User input is never trusted. Before a query even reaches the context builder, it passes through a sanitizeInput function.

This function:

  1. Strips out zero-width and control characters ([\x00-\x1F\x7F]).
  2. Enforces a strict 1000-character limit on the raw question.
  3. Runs the text against an array of JAILBREAK_PATTERNS—regex definitions looking for common injection attempts (e.g., /\bsystem\s*prompt\b/i, /\bexecute\b.*\bcode\b/i).

If a pattern matches, the request is immediately rejected with a JAILBREAK_DETECTED flag, keeping the system prompt secure.

Architecture Diagram

Securing and Scaling AI Context in an Automotive Assistant execution diagram

This diagram supports Securing and Scaling AI Context in an Automotive Assistant and highlights where controls, validation, and ownership boundaries sit in the workflow.

Post-Specific Engineering Lens

For this post, the primary objective is: Balance model quality with deterministic runtime constraints.
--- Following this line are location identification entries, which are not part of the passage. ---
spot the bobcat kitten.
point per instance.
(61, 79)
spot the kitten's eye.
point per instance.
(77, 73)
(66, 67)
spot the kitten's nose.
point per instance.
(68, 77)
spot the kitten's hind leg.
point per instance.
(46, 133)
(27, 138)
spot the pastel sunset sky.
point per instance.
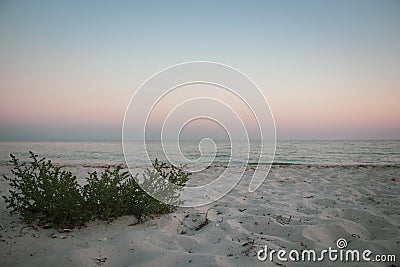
(329, 69)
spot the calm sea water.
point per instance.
(287, 152)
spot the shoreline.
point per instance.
(295, 208)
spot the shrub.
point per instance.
(44, 192)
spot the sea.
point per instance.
(109, 153)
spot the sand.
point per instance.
(297, 207)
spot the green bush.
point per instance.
(44, 192)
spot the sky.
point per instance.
(328, 69)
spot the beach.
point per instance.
(298, 207)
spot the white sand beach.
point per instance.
(297, 207)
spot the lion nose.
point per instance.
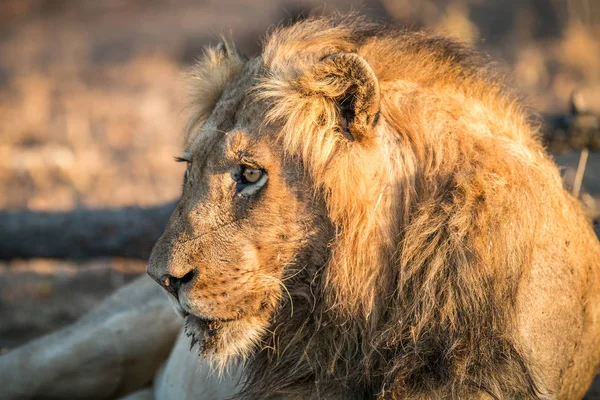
(172, 284)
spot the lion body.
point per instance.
(427, 251)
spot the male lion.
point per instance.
(367, 213)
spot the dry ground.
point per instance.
(92, 103)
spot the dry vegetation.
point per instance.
(92, 105)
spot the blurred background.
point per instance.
(92, 106)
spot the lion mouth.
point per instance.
(204, 331)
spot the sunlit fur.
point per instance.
(458, 266)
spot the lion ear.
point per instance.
(351, 83)
(226, 49)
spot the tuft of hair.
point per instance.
(208, 77)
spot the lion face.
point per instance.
(250, 217)
(243, 220)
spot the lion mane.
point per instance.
(442, 200)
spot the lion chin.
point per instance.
(224, 341)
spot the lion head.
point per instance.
(357, 215)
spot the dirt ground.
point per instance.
(92, 105)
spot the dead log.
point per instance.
(113, 350)
(83, 233)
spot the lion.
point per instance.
(368, 212)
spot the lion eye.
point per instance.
(249, 180)
(251, 175)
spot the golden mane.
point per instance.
(442, 200)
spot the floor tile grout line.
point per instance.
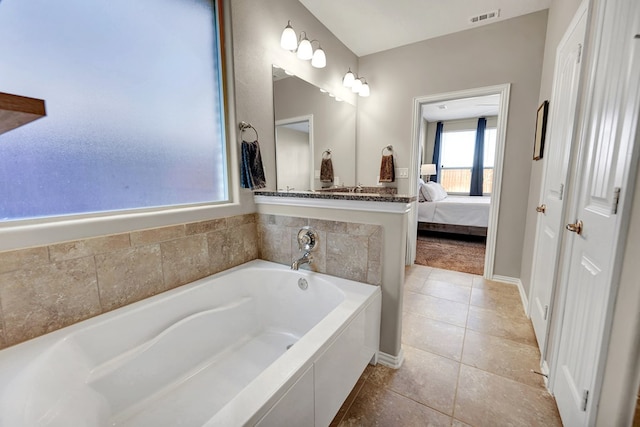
(418, 402)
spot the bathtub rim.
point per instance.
(288, 368)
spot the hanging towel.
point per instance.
(326, 170)
(387, 169)
(251, 170)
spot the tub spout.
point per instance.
(306, 259)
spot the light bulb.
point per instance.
(305, 51)
(289, 39)
(357, 84)
(348, 79)
(364, 90)
(319, 59)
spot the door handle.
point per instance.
(575, 227)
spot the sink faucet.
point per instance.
(306, 259)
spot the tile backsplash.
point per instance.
(49, 287)
(345, 249)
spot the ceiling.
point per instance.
(481, 106)
(370, 26)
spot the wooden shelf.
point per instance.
(16, 111)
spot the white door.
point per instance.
(609, 133)
(562, 116)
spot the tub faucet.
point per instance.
(306, 259)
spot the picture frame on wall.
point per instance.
(541, 130)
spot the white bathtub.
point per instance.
(213, 352)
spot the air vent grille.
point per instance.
(484, 16)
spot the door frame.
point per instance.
(595, 43)
(503, 90)
(583, 9)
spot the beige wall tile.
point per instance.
(129, 275)
(374, 273)
(267, 219)
(3, 341)
(234, 246)
(185, 260)
(88, 247)
(23, 258)
(205, 226)
(216, 243)
(239, 220)
(347, 256)
(291, 221)
(329, 226)
(275, 243)
(49, 297)
(375, 245)
(157, 235)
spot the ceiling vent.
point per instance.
(484, 16)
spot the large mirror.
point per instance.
(312, 126)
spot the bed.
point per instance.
(455, 214)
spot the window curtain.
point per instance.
(477, 170)
(436, 150)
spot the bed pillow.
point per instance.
(436, 191)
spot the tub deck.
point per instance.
(220, 351)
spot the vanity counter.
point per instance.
(342, 200)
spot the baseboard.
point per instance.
(518, 283)
(544, 368)
(391, 361)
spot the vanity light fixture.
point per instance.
(357, 84)
(303, 48)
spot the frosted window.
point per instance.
(134, 105)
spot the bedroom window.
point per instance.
(135, 106)
(456, 157)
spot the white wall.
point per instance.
(510, 51)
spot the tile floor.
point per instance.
(468, 348)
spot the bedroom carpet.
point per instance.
(451, 252)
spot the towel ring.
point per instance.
(244, 126)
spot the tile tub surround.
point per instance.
(49, 287)
(345, 249)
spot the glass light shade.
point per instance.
(357, 85)
(289, 39)
(428, 169)
(348, 79)
(305, 51)
(319, 59)
(364, 90)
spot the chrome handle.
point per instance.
(575, 227)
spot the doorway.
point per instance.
(294, 148)
(502, 93)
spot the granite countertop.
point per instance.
(340, 195)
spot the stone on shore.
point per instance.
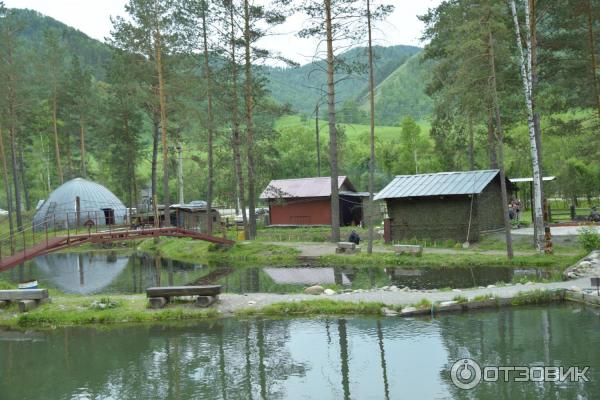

Implementation decisions for this case

  • Chose a staged approach centered on llm to avoid high-blast-radius rollouts.
  • Used security checkpoints to make regressions observable before full rollout.
  • Treated nodejs documentation as part of delivery, not a post-task artifact.

Practical command path

These are representative execution checkpoints relevant to this post:

./llama-server --ctx-size <n> --cache-type-k q4_0 --cache-type-v q4_0
curl -s http://localhost:8080/health
python benchmark.py --profile edge

Validation Matrix

Validation goalWhat to baselineWhat confirms success
Functional stabilityinput quality, extraction accuracy, and processing latencyschema validation catches malformed payloads
Operational safetyrollback ownership + change windowconfidence/fallback policy routes low-quality outputs safely
Production readinessmonitoring visibility and handoff notesobservability captures latency + quality per request class

Failure Modes and Mitigations

Failure modeWhy it appears in this type of workMitigation used in this post pattern
Over-allocated contextMemory pressure causes latency spikes or OOMTune ctx + cache quantization from measured baseline
Silent quality driftOutputs degrade while latency appears fineTrack quality samples alongside perf metrics
Single-profile dependencyNo graceful behavior under loadDefine fallback profile and automatic failover rule

Recruiter-Readable Impact Summary

  • Scope: ship AI features with guardrails and measurable quality.
  • Execution quality: guarded by staged checks and explicit rollback triggers.
  • Outcome signal: repeatable implementation that can be handed over without hidden steps.